"Hey..! This medicine made me sick": Sentiment Analysis of User-Generated Drug Reviews using Machine Learning Techniques
Abhiram B. Nair, Abhinand K., Anamika U., Denil Tom Jaison, Ajitha V., V. S. Anoop
TL;DR
This work tackles sentiment analysis of user-generated drug reviews to extract real-world perceptions of drug effectiveness and adverse reactions. It builds a three-class classification pipeline using 5,170 WebMD reviews, which are scraped with Beautiful Soup, manually labeled, and transformed into embeddings via pre-trained models (BERT, SciBERT, BioBERT, SBERT). A suite of classifiers (Decision Tree, SVC, Random Forest, and Recurrent Neural Network) is trained on these embeddings, with RNNs typically achieving higher accuracy than baseline methods. Although results show modest performance (roughly mid-0.5 accuracy), the study demonstrates the feasibility of applying transformer-based representations to pharmacovigilance data and provides a scalable framework for real-world sentiment monitoring, with future work aimed at larger datasets and more advanced deep learning models to boost performance.
Abstract
Sentiment analysis has become increasingly important in healthcare, especially in the biomedical and pharmaceutical fields. The data generated by the general public on the effectiveness, side effects, and adverse drug reactions are goldmines for different agencies and medicine producers to understand the concerns and reactions of people. Despite the challenge of obtaining datasets on drug-related problems, sentiment analysis on this topic would be a significant boon to the field. This project proposes a drug review classification system that classifies user reviews on a particular drug into different classes, such as positive, negative, and neutral. This approach uses a dataset that is collected from publicly available sources containing drug reviews, such as drugs.com.
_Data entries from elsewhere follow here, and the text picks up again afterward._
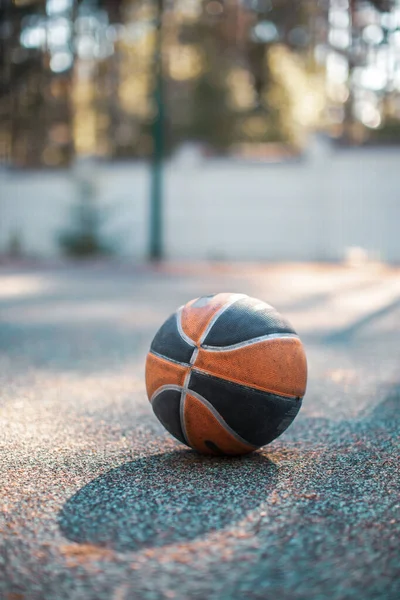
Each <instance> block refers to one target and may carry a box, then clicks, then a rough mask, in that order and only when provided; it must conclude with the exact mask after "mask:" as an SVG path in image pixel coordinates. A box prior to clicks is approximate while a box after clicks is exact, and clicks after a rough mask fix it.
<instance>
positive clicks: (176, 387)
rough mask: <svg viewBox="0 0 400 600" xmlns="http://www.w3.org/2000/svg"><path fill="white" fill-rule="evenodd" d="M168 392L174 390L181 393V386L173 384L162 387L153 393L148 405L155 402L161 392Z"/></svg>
mask: <svg viewBox="0 0 400 600" xmlns="http://www.w3.org/2000/svg"><path fill="white" fill-rule="evenodd" d="M168 390H175V391H176V392H181V391H182V386H181V385H173V384H171V385H168V384H167V385H162V386H161V387H159V388H157V389H156V391H155V392H154V393H153V395H152V397H151V398H150V404H153V400H155V399H156V398H157V396H159V395H160V394H161V393H162V392H166V391H168Z"/></svg>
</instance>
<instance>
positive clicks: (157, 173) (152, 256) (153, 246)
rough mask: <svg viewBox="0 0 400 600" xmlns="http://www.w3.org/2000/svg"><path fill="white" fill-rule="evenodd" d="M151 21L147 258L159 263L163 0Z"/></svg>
mask: <svg viewBox="0 0 400 600" xmlns="http://www.w3.org/2000/svg"><path fill="white" fill-rule="evenodd" d="M156 2H157V14H156V20H155V26H156V39H155V49H154V75H155V89H154V96H153V98H154V105H155V112H156V114H155V117H154V122H153V127H152V141H153V156H152V163H151V187H150V190H151V191H150V232H149V233H150V236H149V238H150V244H149V257H150V259H151V260H160V259H161V258H162V256H163V239H162V194H163V155H164V103H163V69H162V18H163V0H156Z"/></svg>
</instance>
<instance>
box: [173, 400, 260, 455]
mask: <svg viewBox="0 0 400 600" xmlns="http://www.w3.org/2000/svg"><path fill="white" fill-rule="evenodd" d="M183 417H184V422H185V431H186V438H187V440H188V442H189V444H190V445H191V446H192V448H194V449H195V450H197V451H198V452H202V453H203V454H218V453H219V452H218V450H219V451H221V452H222V453H224V454H232V455H235V454H247V453H248V452H252V451H253V450H254V446H251V445H250V444H249V445H247V444H245V443H243V442H241V441H240V440H237V439H236V438H235V437H234V436H233V435H232V434H231V433H230V432H229V431H228V430H227V429H226V428H225V427H224V425H223V424H222V423H220V421H219V420H218V419H217V417H216V416H215V415H214V414H213V413H212V412H211V410H209V408H208V407H207V406H206V405H205V404H203V402H202V401H201V400H199V399H198V398H195V397H194V396H192V395H191V394H190V393H188V394H187V395H186V398H185V406H184V411H183ZM206 442H208V443H209V445H207V443H206ZM213 445H214V446H215V447H216V449H215V450H213Z"/></svg>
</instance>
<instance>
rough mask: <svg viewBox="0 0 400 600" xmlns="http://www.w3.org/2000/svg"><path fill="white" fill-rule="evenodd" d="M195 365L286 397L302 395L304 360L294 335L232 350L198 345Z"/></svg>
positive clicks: (199, 367) (240, 381)
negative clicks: (288, 337)
mask: <svg viewBox="0 0 400 600" xmlns="http://www.w3.org/2000/svg"><path fill="white" fill-rule="evenodd" d="M194 368H197V369H199V370H201V371H205V372H206V373H210V374H212V375H216V376H217V377H222V378H223V379H228V380H229V381H233V382H235V383H240V384H241V385H247V386H251V387H254V388H256V389H258V390H263V391H265V392H270V393H273V394H279V395H284V396H289V397H303V396H304V393H305V389H306V384H307V361H306V356H305V353H304V349H303V345H302V343H301V341H300V340H299V339H297V338H275V339H271V340H264V341H262V342H256V343H254V344H250V345H247V346H243V347H242V348H237V349H235V350H218V351H212V350H204V349H202V348H201V349H200V351H199V354H198V356H197V358H196V362H195V364H194Z"/></svg>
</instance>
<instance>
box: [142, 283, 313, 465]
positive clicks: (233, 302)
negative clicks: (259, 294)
mask: <svg viewBox="0 0 400 600" xmlns="http://www.w3.org/2000/svg"><path fill="white" fill-rule="evenodd" d="M306 384H307V361H306V356H305V352H304V348H303V344H302V343H301V340H300V338H299V337H298V335H297V334H296V332H295V330H294V329H293V327H292V326H291V325H290V323H289V322H288V321H287V320H286V319H285V318H283V317H282V316H281V315H280V314H279V313H278V311H277V310H275V309H274V308H273V307H272V306H270V305H269V304H266V303H265V302H262V301H261V300H257V299H256V298H250V297H249V296H246V295H244V294H230V293H221V294H215V295H212V296H204V297H202V298H197V299H195V300H191V301H190V302H188V303H187V304H185V305H184V306H182V307H181V308H179V309H178V310H177V312H176V313H174V314H173V315H171V316H170V317H169V319H167V320H166V322H165V323H164V324H163V325H162V327H161V328H160V329H159V330H158V332H157V333H156V335H155V337H154V339H153V341H152V343H151V346H150V351H149V353H148V355H147V360H146V388H147V395H148V397H149V400H150V402H151V405H152V408H153V411H154V413H155V415H156V417H157V418H158V419H159V421H160V422H161V423H162V424H163V425H164V427H165V428H166V429H167V430H168V431H169V433H171V434H172V435H173V436H174V437H175V438H176V439H177V440H179V441H180V442H182V443H183V444H186V445H187V446H189V447H191V448H193V449H194V450H197V451H198V452H201V453H203V454H216V455H218V454H219V455H221V454H228V455H238V454H246V453H248V452H252V451H253V450H256V449H257V448H260V447H261V446H264V445H266V444H269V443H270V442H271V441H272V440H274V439H275V438H277V437H278V436H279V435H281V433H283V432H284V431H285V430H286V429H287V428H288V427H289V425H290V424H291V423H292V421H293V419H294V418H295V416H296V415H297V413H298V412H299V410H300V407H301V403H302V399H303V396H304V393H305V390H306Z"/></svg>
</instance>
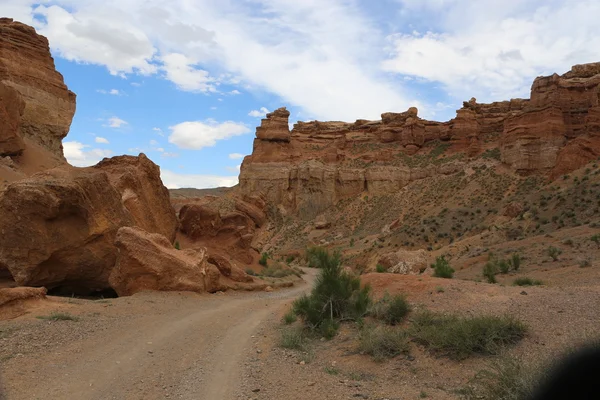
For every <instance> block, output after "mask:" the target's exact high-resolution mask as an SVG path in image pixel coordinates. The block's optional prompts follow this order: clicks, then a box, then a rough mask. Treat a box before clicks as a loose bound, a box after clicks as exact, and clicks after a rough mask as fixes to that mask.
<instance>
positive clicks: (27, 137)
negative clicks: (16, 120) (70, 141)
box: [0, 18, 75, 166]
mask: <svg viewBox="0 0 600 400" xmlns="http://www.w3.org/2000/svg"><path fill="white" fill-rule="evenodd" d="M0 55H1V56H0V85H2V86H8V87H10V88H12V89H14V91H16V92H17V94H18V97H19V100H16V101H15V102H14V103H13V105H12V106H11V107H12V108H13V110H12V111H11V113H12V115H13V118H14V116H15V115H16V112H15V110H14V108H16V109H19V112H18V113H19V114H20V122H19V131H18V133H17V135H18V136H20V138H21V139H26V140H27V141H29V142H30V143H31V144H32V145H34V146H38V147H39V148H40V149H42V150H43V151H44V153H46V154H47V156H48V157H50V158H52V159H54V160H55V165H54V166H56V165H59V164H60V163H63V164H64V163H65V159H64V156H63V153H62V139H63V138H64V137H65V136H66V135H67V133H68V132H69V128H70V126H71V121H72V119H73V115H74V114H75V94H74V93H73V92H71V91H70V90H69V89H68V88H67V86H66V85H65V83H64V80H63V76H62V75H61V74H60V73H59V72H58V71H56V69H55V67H54V60H53V59H52V56H51V55H50V47H49V44H48V40H47V39H46V38H45V37H44V36H41V35H38V34H37V33H36V32H35V29H34V28H32V27H30V26H27V25H25V24H22V23H20V22H15V21H13V20H12V19H10V18H0ZM3 92H4V93H3ZM4 96H6V93H5V90H3V89H1V88H0V97H2V98H4ZM11 96H12V95H11ZM1 102H2V101H0V103H1ZM2 108H3V107H2V105H1V104H0V116H3V112H2ZM0 120H1V121H3V122H4V119H0ZM13 121H14V119H13ZM2 129H4V128H2ZM2 138H3V135H2V134H1V133H0V140H2ZM19 147H20V151H27V150H26V147H25V146H23V144H21V143H19V141H18V140H16V143H13V144H12V148H13V151H12V153H15V152H14V150H15V149H16V150H18V149H19ZM6 154H8V153H6Z"/></svg>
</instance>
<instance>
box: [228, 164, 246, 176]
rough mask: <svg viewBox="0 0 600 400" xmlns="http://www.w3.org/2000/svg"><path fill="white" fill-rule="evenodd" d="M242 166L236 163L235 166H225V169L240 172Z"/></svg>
mask: <svg viewBox="0 0 600 400" xmlns="http://www.w3.org/2000/svg"><path fill="white" fill-rule="evenodd" d="M241 168H242V165H241V164H239V165H236V166H235V167H225V169H226V170H227V171H229V172H235V173H238V174H239V173H240V169H241Z"/></svg>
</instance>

The collected data is manually labeled and verified manually to ensure that the labels are correct. Three pre-trained language models, such as BERT, SciBERT, and BioBERT, are used to obtain embeddings, which were later used as features to different machine learning classifiers such as decision trees, support vector machines, random forests, and also deep learning algorithms such as recurrent neural networks. The performance of these classifiers is quantified using precision, recall, and f1-score, and the results show that the proposed approaches are useful in analyzing the sentiments of people on different drugs.